As a result of the Legionnaires’ Disease outbreak that occurred in the Bronx in August, 2015 both the State of New York and New York City Department of Health and Mental Hygiene have passed the first US regulations specifically for testing cooling towers (and drinking water systems in healthcare facilities) for Legionella. The regulations specify action levels for requiring cooling tower disinfection. In addition the US Centers for Disease Control and Prevention (CDC) recommends routine monitoring for Legionella in all hospitals in the US that perform bone marrow and organ transplants. Routine monitoring in hospitals is required or recommended in NY, TX, MD, Los Angeles County and Allegheny County PA. Canada has guidelines for monitoring healthcare facilities and certain provinces in Canada have regulations for monitoring government owned or leased buildings. On June 26, 2015 The American Society of Heating, Refrigeration and Air Conditioning Engineers (ASHRAE) passed ASHRAE Standard 188 for the prevention of legionellosis in buildings. While this voluntary standard of practice doesn’t specifically address Legionella testing, it does offer basic recommendations for establishing a building water safety plan
SAMPLING and ANALYSIS
Take a 1000 ml sample for potable water or a 250 ml sample for non-potable water. Be sure to use sterile bottles containing a chlorine neutralizing agent. Since biofilms are the actual reservoirs for the bacteria, it is also recommended to take sterile swab samples of biofilm in areas where it is present. Samples should be shipped overnight to the lab on freezer packs.

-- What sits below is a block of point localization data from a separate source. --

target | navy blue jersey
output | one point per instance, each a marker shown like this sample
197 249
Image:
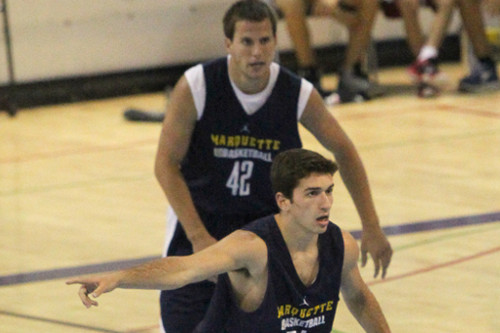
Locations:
288 305
227 166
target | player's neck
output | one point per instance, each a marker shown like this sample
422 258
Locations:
296 237
247 84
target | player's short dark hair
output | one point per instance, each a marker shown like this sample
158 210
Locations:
247 10
290 166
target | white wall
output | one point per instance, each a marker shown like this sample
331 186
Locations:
65 38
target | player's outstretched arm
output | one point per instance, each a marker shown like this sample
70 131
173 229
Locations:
359 299
241 250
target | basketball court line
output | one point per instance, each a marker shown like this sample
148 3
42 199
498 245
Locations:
406 228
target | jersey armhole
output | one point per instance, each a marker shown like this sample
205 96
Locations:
306 88
195 77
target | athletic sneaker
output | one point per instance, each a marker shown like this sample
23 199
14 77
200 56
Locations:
144 116
313 75
426 75
426 70
483 78
353 88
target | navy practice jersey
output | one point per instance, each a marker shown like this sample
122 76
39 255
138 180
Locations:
227 166
288 305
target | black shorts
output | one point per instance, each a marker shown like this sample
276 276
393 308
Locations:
391 8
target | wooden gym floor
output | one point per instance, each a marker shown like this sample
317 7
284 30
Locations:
78 195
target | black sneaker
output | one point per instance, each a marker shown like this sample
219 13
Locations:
483 78
353 88
144 116
313 75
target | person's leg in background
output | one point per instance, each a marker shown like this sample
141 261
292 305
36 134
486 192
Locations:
295 15
483 75
424 71
359 17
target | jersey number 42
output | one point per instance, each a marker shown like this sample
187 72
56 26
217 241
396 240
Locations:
239 179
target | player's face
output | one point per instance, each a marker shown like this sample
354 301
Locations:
312 201
252 50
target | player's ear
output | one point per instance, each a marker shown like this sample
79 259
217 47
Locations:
227 43
282 201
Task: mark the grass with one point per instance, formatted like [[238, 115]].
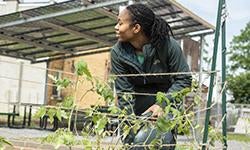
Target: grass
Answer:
[[239, 137]]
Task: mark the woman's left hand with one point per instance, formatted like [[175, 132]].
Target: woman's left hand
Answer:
[[155, 109]]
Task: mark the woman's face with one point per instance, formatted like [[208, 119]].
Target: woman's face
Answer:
[[124, 29]]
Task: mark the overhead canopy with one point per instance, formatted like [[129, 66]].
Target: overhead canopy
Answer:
[[80, 27]]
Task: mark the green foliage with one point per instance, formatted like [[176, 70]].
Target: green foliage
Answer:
[[239, 137], [239, 86], [240, 50], [60, 137], [68, 102], [239, 57], [82, 69], [3, 142], [60, 83], [174, 117], [105, 91]]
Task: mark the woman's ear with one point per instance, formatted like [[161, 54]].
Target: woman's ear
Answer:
[[137, 28]]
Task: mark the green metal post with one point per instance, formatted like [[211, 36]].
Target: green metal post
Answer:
[[223, 58], [211, 84]]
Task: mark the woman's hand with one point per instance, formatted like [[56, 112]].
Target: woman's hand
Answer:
[[155, 109]]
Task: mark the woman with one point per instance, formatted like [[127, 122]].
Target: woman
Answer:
[[145, 46]]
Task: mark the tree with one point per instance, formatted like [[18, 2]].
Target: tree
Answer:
[[239, 84]]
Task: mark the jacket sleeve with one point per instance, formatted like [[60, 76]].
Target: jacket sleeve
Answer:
[[122, 84], [177, 63]]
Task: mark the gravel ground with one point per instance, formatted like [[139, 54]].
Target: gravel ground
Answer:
[[22, 134]]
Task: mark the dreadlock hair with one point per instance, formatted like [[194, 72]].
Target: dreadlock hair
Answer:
[[153, 26]]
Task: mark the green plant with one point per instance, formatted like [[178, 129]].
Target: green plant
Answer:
[[3, 142], [175, 116]]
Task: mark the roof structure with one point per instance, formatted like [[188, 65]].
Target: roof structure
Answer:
[[80, 27]]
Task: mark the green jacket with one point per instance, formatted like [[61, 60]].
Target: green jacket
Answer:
[[165, 60]]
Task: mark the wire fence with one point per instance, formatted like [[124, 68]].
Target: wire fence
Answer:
[[51, 84]]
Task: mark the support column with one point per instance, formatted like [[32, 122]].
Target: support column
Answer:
[[213, 67]]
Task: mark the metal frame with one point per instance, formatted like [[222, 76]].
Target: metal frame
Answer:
[[221, 6], [49, 33]]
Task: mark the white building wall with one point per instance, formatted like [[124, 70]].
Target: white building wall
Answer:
[[33, 77]]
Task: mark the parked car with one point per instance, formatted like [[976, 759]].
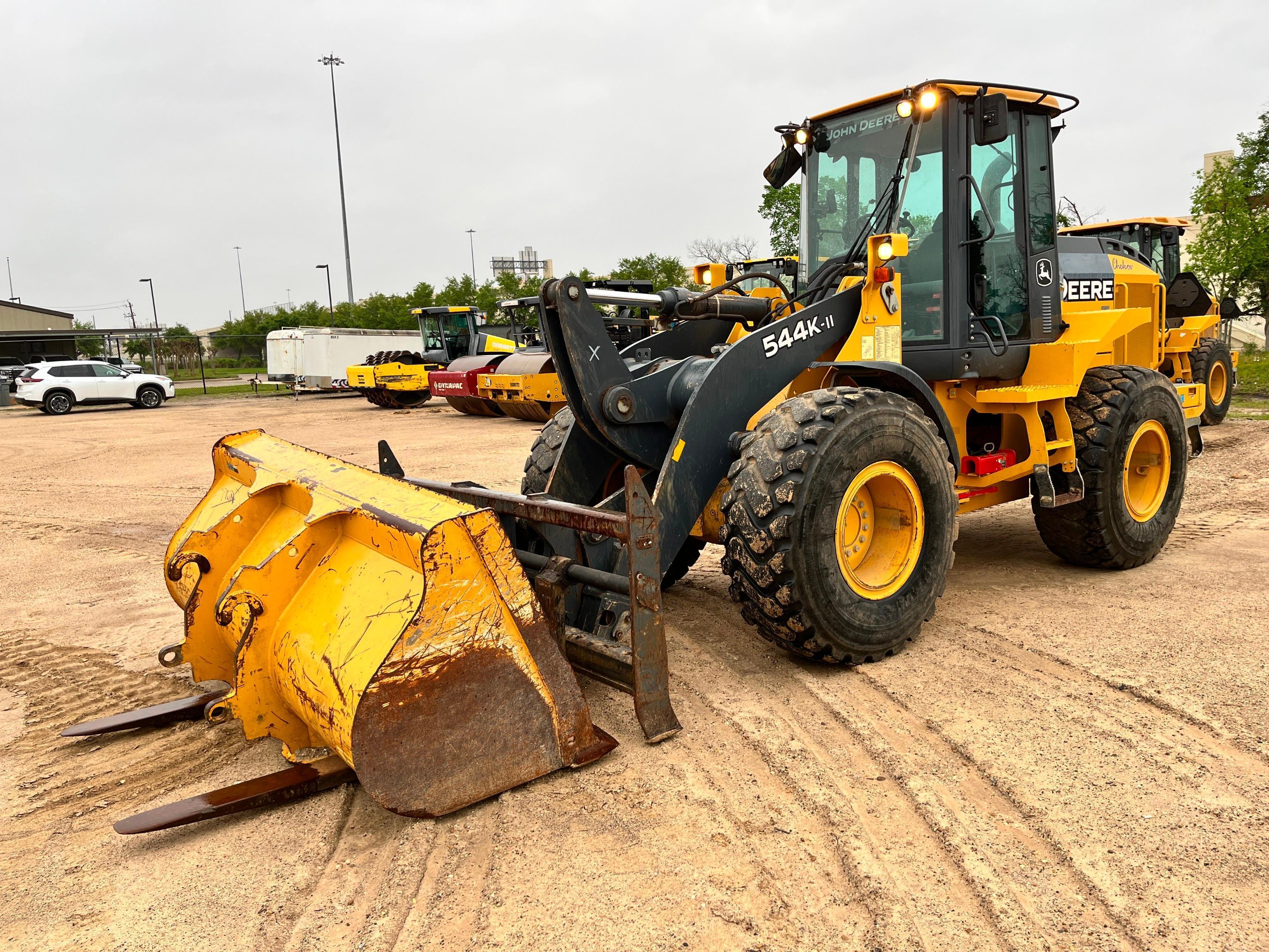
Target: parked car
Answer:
[[57, 386]]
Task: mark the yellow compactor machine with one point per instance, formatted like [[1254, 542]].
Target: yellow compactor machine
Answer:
[[401, 379], [946, 351]]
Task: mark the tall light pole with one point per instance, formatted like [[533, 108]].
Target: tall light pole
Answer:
[[238, 250], [154, 354], [330, 299], [333, 62]]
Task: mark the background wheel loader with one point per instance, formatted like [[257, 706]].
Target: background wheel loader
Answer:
[[1197, 344], [946, 352], [400, 379]]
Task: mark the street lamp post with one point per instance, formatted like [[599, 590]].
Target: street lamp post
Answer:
[[333, 62], [238, 250], [330, 299], [154, 353]]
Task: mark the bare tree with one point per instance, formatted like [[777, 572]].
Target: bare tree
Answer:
[[1069, 214], [726, 250]]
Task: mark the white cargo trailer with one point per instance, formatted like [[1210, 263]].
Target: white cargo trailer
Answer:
[[282, 354], [324, 354]]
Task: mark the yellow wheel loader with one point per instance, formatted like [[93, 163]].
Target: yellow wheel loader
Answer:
[[946, 351], [1197, 343], [401, 379]]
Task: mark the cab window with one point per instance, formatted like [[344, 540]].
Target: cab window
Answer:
[[457, 335], [995, 249], [1040, 183], [922, 220]]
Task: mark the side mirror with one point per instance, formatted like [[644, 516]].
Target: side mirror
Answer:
[[990, 119], [977, 292], [783, 168]]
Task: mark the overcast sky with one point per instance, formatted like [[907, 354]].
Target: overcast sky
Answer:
[[146, 140]]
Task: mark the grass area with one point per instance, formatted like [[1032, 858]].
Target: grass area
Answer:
[[1249, 408], [266, 390], [1253, 375], [213, 373]]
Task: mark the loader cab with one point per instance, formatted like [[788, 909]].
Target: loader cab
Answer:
[[1157, 242], [447, 332], [966, 172]]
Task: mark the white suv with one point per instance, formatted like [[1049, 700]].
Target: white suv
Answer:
[[56, 386]]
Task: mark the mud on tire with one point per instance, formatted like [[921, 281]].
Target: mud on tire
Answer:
[[781, 516], [1099, 530], [1211, 356]]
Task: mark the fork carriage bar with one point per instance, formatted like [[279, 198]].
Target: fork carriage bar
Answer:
[[641, 668]]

Analyzing for Legionella in environmental samples is difficult and time consuming. Therefore analysis should be conducted by a certified and trained professional. These culture tests have a turnaround time of 10 business days and provide confirmed identification and enumeration of the organism. Unfortunately the culture test cannot be rushed. Testing by Polymerase Chain Reaction (PCR) takes 2 to 3 days and may be useful for providing fast, presumptive results when a case or outbreak is encountered. Testing by Next Generation Whole Genome Sequencing (WGS) will provide a genetic fingerprint that will identify a link between an environmental source isolate to a patient clinical isolate and test relatedness as well. The use of Pulsed Field Gel Electrophoresis (PFGE) or Sequence Based Typing (for L. pneumophila serotype 1) has been replaced by Whole genome Sequencing. WGS has the discriminatory power to determine unequivocally if the molecular fingerprints from pure culture isolates are related based comparing the similarity/difference between the 3.4 Million individual genomic units of the bacterium.